Parrot: Pareto-optimal Multi-Reward Reinforcement Learning Framework for Text-to-Image Generation

Seung Hyun Lee · Yinxiao Li · Junjie Ke · Innfarn Yoo · Han Zhang · Jiahui Yu · Qifei Wang · Fei Deng · Glenn Entis · Junfeng He · Gang Li · Sangpil Kim · Irfan Essa · Feng Yang

Recent reinforcement learning (RL) works have demonstrated that using multiple quality rewards can improve the quality of generated images in text-to-image (T2I) generation. However, manually adjusting reward weights poses challenges and may cause over-optimization in certain metrics. To solve this, we propose Parrot, which addresses the issue through multi-objective optimization and introduces an effective multi-reward optimization strategy to approximate Pareto optimal. Utilizing batch-wise Pareto optimal selection, Parrot automatically identifies the optimal trade-off among different rewards. We use the novel multi-reward optimization algorithm to jointly optimize the T2I model and a prompt expansion network, resulting in significant improvement of image quality and also allow to control the trade-off of different rewards using a reward related prompt in inference. Furthermore, we introduce original prompt-centered guidance at inference time, ensuring fidelity to user input after prompt expansion. Extensive experiments and a user study validate the superiority of Parrot over several baselines across various quality criteria, including aesthetics, human preference, text-image alignment, and image sentiment.

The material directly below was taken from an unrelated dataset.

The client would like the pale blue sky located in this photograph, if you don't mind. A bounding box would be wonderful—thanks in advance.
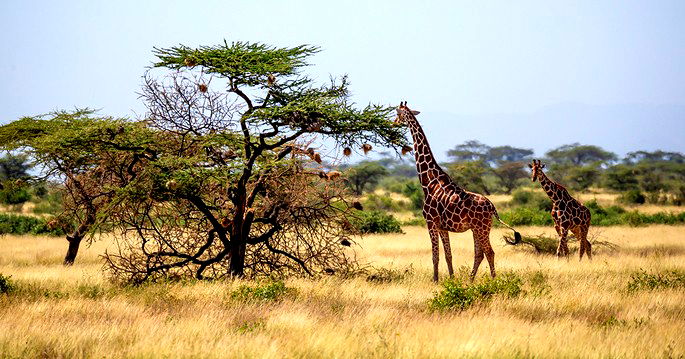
[0,0,685,158]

Fri 4 Oct. 1:00 - 1:10 PDT

Model Stock: All we need is just a few fine-tuned models

Dong-Hwan Jang · Sangdoo Yun · Dongyoon Han

This paper introduces a novel fine-tuning method for large pre-trained models, offering strong performance with further efficiency. Breaking away from traditional practices that average a multitude of fine-tuned models for accuracy improvements, our approach uses significantly fewer models to optimize final weights yet achieve superior accuracy. Based on the crucial observations of the dynamics in fine-tuned models' weight space, our novel layer-wise averaging technique could surpass state-of-the-art model averaging methods such as Model Soup only with just two fine-tuned models. This strategy can be more aptly coined like Model Stock, reflecting its reliance on selecting very few models to draw a more optimized-averaged model. We demonstrate the efficacy of Model Stock with fine-tuned models based upon pre-trained CLIP architectures, achieving remarkable performance on both in-distribution (ID) and out-of-distribution (OOD) tasks on the standard benchmarks, all while barely bringing extra computational demands. Our code and pre-trained models will be made publicly available.